It’s rare to find an office cubicle totally devoid of desk toys. Even the neatest and tidiest workers among us feel the need to commune with their inner child during the day, and keeping a few bobbleheads and Rubik’s cubes around is easier than stuffing a full-size pony into their cube. (Also, more humane.)
Since you can never have too many cubicle toys, the editors of Desktop Engineering decided to create a contest to inspire the creation of all-new gadgets to keep us entertained. There were over 80 submissions. Here are the three finalists, and ultimately, the winner. Please note that the runners up weren’t ranked, so you can pretty much consider them both in tie for second place.
3. Ray Kelley’s Bottle Cap Blaster
Finally, something to do with all those water bottle caps that have been littering your cubicle.
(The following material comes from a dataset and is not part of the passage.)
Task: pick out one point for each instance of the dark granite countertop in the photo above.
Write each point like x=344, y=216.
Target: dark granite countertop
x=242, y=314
The Bottle Cap Blaster was designed to be cheeky, but non-lethal — something those of us who have experienced high-powered homemade slingshots around the office can appreciate.
Its creator, Ray Kelley, described his plan thusly, “I set out to create a fun, cool cross bow-type toy with enough attention to detail that it might actually be made and used without serious injury … Overall, most elements amuse and annoy, and hopefully others will inspire and maybe even amaze.”
2. Jason Cox’s Remote Control Mouse
This is legitimately one of the funniest ideas we’ve heard in a long while: the Remote Control Mouse, as you might have guessed, allows a remote user to control the primary user’s mouse clicks. The mental picture this creates is probably almost as good as the actual experience of watching someone use it.
Contest judge Josh Mings said, “I can picture team-building experiments where one team tries to protect the RC Mouse and the other team tries to kick it through the office manager’s plant … a very valuable part of building a functional company culture.”
1. Mark Norwood’s Water Spraying Tank
And the winner is Mark Norwood, with a water-spraying Sherman tank. The tank itself is a toy you can purchase at any toy store, but Norwood outfitted it with a water tube that will make tormenting coworkers easier (and damper) than ever before.
Judge Tony Lockwood said, “Each gentlemen is a winner in my book. All have proven themselves disruptive technologists, impish pranksters, and ingenious beyond compute. And, of course, all meet and exceed the Robbins Razz requirement for tormenting your cube mates [a test inspired by the way executive editor Steve Robbins makes a beloved canine companion chase a laser pointer’s light].”
Lockwood and the other judges said that the detailed modeling in Norwood’s drawing helped him win the prize, a Dell Precision Workstation with professional AMD FirePro graphics (retail value estimated at more than $5,000.)